A la derecha, en la pantalla que había sobre el panel, giraba lentamente el globo del planeta, y sobre él, un punto negro, el carguero se acercaba poco a poco a la lucecita verde de la Estación.

— No te duermas — aconsejo la Estación.

— Pierda cuidado — dijo Pavlysh —. Soy de la Flota de Altura. He volado más que Spiro en cargueros como éste.

Abajo se deslizó atrás un grupo de islas esparcidas por la plana faz del océano. En el horizonte se veía la Estación, envuelta en tenue neblina. El carguero perdía altura demasiado lentamente, y Pavlysh desconectó el equipo automático y frenó. Sintió como si lo hundieran en el respaldo del sillón.

Pavlysh volvió a hacer chasquear el conectador del panel de comunicación.

— ¿Qué debo ponerme? — preguntó —. ¿Qué tiempo hace ahí?

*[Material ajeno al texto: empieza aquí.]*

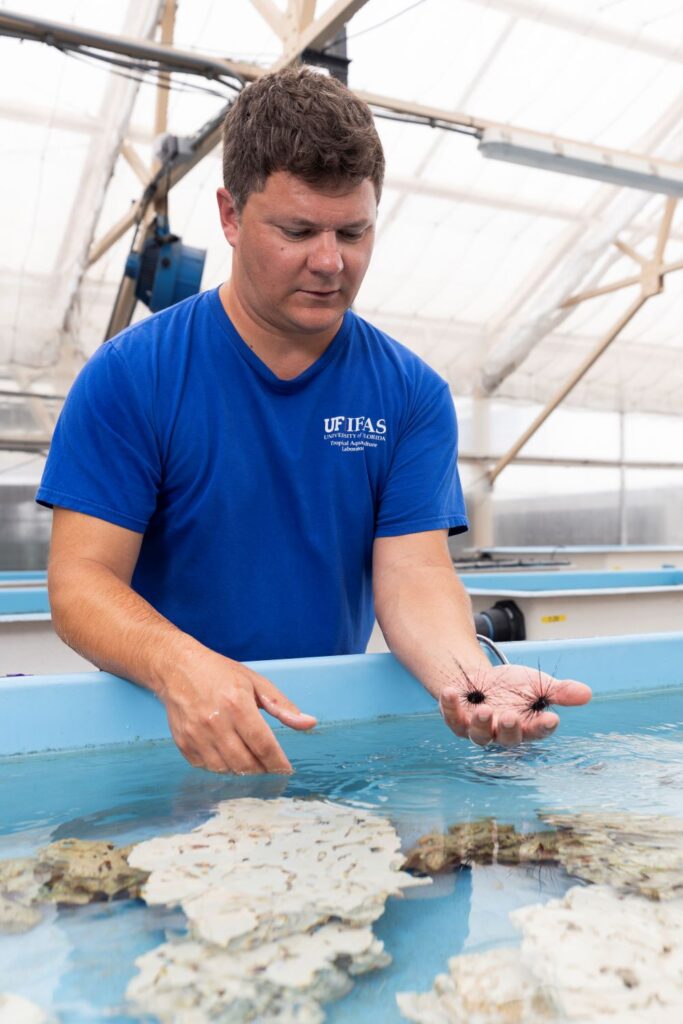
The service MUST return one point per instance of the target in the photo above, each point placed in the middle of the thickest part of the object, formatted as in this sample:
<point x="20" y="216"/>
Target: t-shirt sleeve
<point x="104" y="458"/>
<point x="423" y="489"/>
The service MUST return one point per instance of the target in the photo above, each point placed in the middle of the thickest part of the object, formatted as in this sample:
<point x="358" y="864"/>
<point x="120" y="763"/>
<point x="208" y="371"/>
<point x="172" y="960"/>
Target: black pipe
<point x="505" y="621"/>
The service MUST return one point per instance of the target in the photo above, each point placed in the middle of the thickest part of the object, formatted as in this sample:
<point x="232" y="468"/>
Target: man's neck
<point x="286" y="354"/>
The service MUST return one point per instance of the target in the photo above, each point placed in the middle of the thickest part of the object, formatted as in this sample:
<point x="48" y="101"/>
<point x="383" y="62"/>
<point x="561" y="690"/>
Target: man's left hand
<point x="508" y="704"/>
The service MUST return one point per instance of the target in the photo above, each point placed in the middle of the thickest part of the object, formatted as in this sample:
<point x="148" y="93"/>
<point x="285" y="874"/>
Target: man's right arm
<point x="212" y="701"/>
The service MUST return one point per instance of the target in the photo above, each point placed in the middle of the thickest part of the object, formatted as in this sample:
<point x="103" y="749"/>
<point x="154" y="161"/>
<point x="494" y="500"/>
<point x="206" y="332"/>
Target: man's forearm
<point x="426" y="616"/>
<point x="108" y="623"/>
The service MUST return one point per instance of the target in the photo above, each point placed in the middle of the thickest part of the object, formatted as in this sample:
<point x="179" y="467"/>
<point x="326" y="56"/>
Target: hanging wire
<point x="372" y="28"/>
<point x="147" y="72"/>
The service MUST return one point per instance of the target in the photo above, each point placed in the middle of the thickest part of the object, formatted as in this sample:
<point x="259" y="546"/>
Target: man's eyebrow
<point x="304" y="222"/>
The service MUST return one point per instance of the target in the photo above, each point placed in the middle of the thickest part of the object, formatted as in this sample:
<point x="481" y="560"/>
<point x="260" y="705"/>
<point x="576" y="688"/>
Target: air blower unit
<point x="165" y="271"/>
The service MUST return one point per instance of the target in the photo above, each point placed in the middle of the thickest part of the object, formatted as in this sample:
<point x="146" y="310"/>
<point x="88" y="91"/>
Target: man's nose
<point x="325" y="256"/>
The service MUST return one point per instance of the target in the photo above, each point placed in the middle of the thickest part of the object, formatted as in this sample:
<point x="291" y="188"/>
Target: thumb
<point x="274" y="702"/>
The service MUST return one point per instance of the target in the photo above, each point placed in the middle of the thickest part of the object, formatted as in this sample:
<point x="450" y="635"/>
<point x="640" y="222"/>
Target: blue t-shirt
<point x="259" y="498"/>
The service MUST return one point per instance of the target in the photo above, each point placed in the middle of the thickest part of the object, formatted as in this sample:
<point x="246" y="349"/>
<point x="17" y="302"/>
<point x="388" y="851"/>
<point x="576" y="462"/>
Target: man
<point x="238" y="476"/>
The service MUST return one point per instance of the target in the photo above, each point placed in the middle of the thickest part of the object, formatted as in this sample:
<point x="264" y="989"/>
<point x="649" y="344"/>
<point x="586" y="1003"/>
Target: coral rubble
<point x="595" y="956"/>
<point x="634" y="852"/>
<point x="72" y="870"/>
<point x="279" y="895"/>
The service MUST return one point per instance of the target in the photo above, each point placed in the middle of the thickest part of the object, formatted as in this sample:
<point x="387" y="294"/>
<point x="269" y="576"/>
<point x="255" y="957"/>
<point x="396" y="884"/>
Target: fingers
<point x="509" y="731"/>
<point x="481" y="726"/>
<point x="280" y="707"/>
<point x="542" y="726"/>
<point x="259" y="738"/>
<point x="568" y="692"/>
<point x="454" y="713"/>
<point x="230" y="739"/>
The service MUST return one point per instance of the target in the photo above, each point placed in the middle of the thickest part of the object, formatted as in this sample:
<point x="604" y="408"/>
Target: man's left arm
<point x="426" y="617"/>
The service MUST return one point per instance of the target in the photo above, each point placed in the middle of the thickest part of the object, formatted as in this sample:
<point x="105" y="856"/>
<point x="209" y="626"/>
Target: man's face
<point x="300" y="254"/>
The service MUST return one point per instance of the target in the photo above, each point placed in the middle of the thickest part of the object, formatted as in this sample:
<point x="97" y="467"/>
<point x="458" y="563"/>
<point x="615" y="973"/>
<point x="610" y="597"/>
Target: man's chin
<point x="317" y="321"/>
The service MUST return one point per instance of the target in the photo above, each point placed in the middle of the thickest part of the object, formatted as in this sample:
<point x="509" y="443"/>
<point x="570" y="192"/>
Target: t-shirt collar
<point x="337" y="344"/>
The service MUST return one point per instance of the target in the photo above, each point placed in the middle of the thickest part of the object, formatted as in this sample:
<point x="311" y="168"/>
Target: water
<point x="624" y="753"/>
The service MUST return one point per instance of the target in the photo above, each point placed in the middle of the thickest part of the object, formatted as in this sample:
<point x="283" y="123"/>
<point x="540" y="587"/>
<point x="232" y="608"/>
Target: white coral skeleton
<point x="595" y="956"/>
<point x="280" y="896"/>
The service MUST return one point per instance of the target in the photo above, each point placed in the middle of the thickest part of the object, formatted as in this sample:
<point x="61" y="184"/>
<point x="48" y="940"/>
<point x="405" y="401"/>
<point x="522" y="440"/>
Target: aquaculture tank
<point x="88" y="758"/>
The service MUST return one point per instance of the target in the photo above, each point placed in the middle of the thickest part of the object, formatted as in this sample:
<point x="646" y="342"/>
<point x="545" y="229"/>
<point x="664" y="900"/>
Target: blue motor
<point x="165" y="271"/>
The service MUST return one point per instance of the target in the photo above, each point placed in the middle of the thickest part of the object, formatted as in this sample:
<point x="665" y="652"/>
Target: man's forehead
<point x="308" y="202"/>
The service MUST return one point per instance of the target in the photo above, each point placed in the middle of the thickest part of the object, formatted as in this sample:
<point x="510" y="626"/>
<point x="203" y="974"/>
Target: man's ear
<point x="229" y="219"/>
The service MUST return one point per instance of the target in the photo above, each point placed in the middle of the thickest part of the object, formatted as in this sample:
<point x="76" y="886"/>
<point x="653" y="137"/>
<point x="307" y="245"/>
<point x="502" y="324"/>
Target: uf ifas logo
<point x="354" y="425"/>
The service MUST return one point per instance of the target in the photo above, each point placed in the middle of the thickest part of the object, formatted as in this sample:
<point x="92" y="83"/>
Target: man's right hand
<point x="213" y="711"/>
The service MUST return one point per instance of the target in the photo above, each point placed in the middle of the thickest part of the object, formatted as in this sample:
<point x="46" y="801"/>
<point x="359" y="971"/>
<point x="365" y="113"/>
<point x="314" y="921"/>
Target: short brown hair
<point x="304" y="122"/>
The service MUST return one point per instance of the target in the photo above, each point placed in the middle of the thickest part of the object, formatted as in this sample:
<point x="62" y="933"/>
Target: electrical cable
<point x="379" y="25"/>
<point x="146" y="71"/>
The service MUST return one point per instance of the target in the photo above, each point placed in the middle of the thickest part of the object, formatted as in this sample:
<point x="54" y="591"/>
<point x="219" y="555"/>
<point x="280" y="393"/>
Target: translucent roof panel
<point x="474" y="257"/>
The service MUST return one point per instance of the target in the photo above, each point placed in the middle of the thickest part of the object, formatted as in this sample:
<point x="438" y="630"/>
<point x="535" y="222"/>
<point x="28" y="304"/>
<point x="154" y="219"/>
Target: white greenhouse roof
<point x="474" y="257"/>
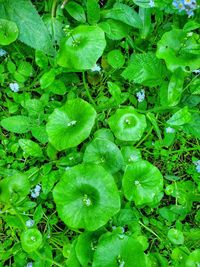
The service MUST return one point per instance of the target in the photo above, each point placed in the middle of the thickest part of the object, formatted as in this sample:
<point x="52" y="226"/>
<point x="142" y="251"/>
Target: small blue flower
<point x="198" y="168"/>
<point x="30" y="223"/>
<point x="140" y="95"/>
<point x="187" y="5"/>
<point x="170" y="130"/>
<point x="36" y="191"/>
<point x="2" y="52"/>
<point x="14" y="87"/>
<point x="151" y="3"/>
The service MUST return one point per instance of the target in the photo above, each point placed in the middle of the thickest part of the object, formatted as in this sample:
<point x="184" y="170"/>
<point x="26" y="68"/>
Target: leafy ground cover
<point x="100" y="129"/>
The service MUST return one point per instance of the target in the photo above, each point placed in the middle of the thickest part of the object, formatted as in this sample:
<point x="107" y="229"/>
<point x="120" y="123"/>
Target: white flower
<point x="29" y="223"/>
<point x="122" y="264"/>
<point x="170" y="130"/>
<point x="189" y="34"/>
<point x="14" y="87"/>
<point x="140" y="95"/>
<point x="198" y="168"/>
<point x="197" y="162"/>
<point x="2" y="52"/>
<point x="151" y="3"/>
<point x="71" y="123"/>
<point x="36" y="191"/>
<point x="96" y="68"/>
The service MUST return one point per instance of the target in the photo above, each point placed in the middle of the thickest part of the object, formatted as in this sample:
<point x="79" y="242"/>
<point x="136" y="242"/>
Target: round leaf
<point x="116" y="59"/>
<point x="8" y="32"/>
<point x="14" y="188"/>
<point x="31" y="240"/>
<point x="193" y="259"/>
<point x="175" y="236"/>
<point x="142" y="183"/>
<point x="16" y="124"/>
<point x="86" y="197"/>
<point x="71" y="124"/>
<point x="86" y="244"/>
<point x="116" y="249"/>
<point x="105" y="153"/>
<point x="127" y="124"/>
<point x="82" y="48"/>
<point x="178" y="50"/>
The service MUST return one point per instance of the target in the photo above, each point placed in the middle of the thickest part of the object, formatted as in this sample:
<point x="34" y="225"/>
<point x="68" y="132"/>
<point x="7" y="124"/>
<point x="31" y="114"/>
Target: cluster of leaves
<point x="100" y="129"/>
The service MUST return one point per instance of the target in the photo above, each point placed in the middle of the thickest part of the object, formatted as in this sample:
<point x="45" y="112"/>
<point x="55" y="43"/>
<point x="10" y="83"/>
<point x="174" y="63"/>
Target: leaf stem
<point x="88" y="91"/>
<point x="48" y="259"/>
<point x="53" y="8"/>
<point x="150" y="230"/>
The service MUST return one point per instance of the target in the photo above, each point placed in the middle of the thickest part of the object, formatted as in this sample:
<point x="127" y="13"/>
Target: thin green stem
<point x="53" y="8"/>
<point x="185" y="150"/>
<point x="145" y="137"/>
<point x="20" y="217"/>
<point x="47" y="259"/>
<point x="88" y="91"/>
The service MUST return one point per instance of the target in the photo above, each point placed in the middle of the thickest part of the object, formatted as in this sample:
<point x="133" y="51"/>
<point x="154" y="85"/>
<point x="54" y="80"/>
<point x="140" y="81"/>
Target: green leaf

Conectó el videófono. En la pantalla surgió la ancha y plana cara de un hombre con la cabeza rapada. Tenía los ojos estrechos de por si y, además, los entornaba; sus finas cejas parecían dos pajaritas. En general, hacía recordar a Gengis Khan cuando le dieron la noticia de que sus miliarcas preferidos habían sido derrotados ante los muros de Samarcanda.

— ¿A quien se le ocurre enviar a gente así? — preguntó Gengis Khan, refiriéndose, por lo visto, a Pavlysh.

— He ahorrado media tonelada de combustible — respondió modestamente Pavlysh —. He llegado con una hora de anticipación. Supongo que no he merecido sus reproches. ¿Qué se ponen ustedes cuando salen al aire libre?

— Spiro dejó lo suyo ahí — dijo Gengis Khan.